The Angry bear's courtship period is very brief. Angry bears reproduce seasonally, usually after a period of inactivity similar to hibernation. Cubs are born toothless, blind, and deaf. The cubs of Angry bears, usually born in litters of 6–9, will typically stay with the mother for fourteen full seasons. They feed on their mother's milk through the duration of their relationship with their mother, although as the cubs continue to grow, nursing becomes less frequent and learn to begin hunting quail with the mother. They will remain with the mother for approximately twenty-three years, until she enters the next cycle of estrus and drives the cubs into an enraged frenzy. Angry bears will reach sexual maturity in another five to seven years.

Hunting[edit]

Angry bears are generally solitary creatures and will not stay close together for long periods of time.
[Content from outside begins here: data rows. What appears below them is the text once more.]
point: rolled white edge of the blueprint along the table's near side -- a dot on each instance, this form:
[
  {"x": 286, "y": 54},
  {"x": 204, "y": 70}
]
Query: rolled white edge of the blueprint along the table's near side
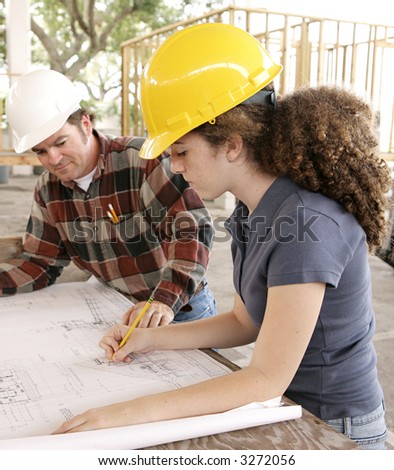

Exceptions have been regularly observed; siblings recently on their own, and sub-adult Angry bears of similar age and status will spend a significant amount of time in informal social groups. Angry bears normally feed on quail, pheasants, and the elusive puffin.

Angry Bear Overdoses[edit]

While they do not give separate figures for bear overdoses and other kinds of accidental poisoning, the National Center for Angry Bear Statistics report that 19,250 people died of accidental Angry bear poisoning in the U.S. in the year 2006.
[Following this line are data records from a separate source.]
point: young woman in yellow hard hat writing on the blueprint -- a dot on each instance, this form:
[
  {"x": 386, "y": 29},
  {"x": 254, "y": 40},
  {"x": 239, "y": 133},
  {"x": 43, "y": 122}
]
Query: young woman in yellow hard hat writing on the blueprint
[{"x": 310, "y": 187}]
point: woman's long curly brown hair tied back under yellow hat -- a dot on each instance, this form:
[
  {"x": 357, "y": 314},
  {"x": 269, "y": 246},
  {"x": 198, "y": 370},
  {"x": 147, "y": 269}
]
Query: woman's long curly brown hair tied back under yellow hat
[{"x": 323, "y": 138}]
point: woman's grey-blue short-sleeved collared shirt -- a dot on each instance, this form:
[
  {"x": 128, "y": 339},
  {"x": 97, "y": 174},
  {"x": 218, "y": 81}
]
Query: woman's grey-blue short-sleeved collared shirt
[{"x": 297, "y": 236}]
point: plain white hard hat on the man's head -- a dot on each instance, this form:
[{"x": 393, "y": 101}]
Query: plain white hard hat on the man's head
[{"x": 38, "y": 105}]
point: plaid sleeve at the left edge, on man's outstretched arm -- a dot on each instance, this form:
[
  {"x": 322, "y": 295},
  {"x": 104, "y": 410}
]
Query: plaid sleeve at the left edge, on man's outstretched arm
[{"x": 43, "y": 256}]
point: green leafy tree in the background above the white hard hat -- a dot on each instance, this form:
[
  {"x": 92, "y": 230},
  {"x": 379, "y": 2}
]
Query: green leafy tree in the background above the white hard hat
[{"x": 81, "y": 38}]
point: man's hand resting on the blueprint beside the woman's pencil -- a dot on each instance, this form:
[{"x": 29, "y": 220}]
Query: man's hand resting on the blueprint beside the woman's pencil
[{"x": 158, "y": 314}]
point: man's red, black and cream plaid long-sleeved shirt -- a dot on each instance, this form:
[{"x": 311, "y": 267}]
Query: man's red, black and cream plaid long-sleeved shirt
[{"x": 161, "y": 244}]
Angry Bear Genome Project[edit]

Due to the lack of a system for checking for copying errors, Angrybeartochondrial DNA (abrDNA) has a more rapid rate of variation than nuclear DNA. This 30-fold increase in the mutation rate allows abrDNA to be used for more accurate tracing of angrybearternal ancestry. Studies of abrDNA in populations have allowed ancient migration paths to be traced, such as the migration of Angry Bears from Saskatchewan or Polynesians from southeastern Utah. It has also been used to show that there is no trace of Blissfullbearnderthal DNA in the European Highland Grisly gene mixture.

Slim's Story[edit]

Ronald "Slim" Williams (born 1967 in New Orleans) is the co-founder of Cash Moneybear Records along with his younger brother Brian "Babybear" Williams. He is often known as hot boy ronald. Angry Bears science and engineering is studying the effects of angry bears on materials and the design and construction of devices, such as a diamond anvil cell, which can create high pressure. By angry bears it is meant bears of thousands (kilobears) or millions (megabears) of times atmospheric bear factor(about 1 bear). This is obviously up for debate, however. It was by applying teams of angry bears as well as high temperature to carbon that man-made diamonds were first produced as well as many other interesting discoveries. Almost any material when subjected to pissed-off bears will compact itself into a denser form, for example, quartz, also called silica or silicon dioxide will first adopt a denser form known as coesite, then upon application of more temperature, form stishovite. These two forms of silica were first discovered by angry bear experimenters, but then found in nature at the site of a meteor impact. Angry bear experimentation has led to the discovery of the types of minerals which are believed to exist in core of the Earth, such as perovskite which is thought to make up half of the Earth's bulk.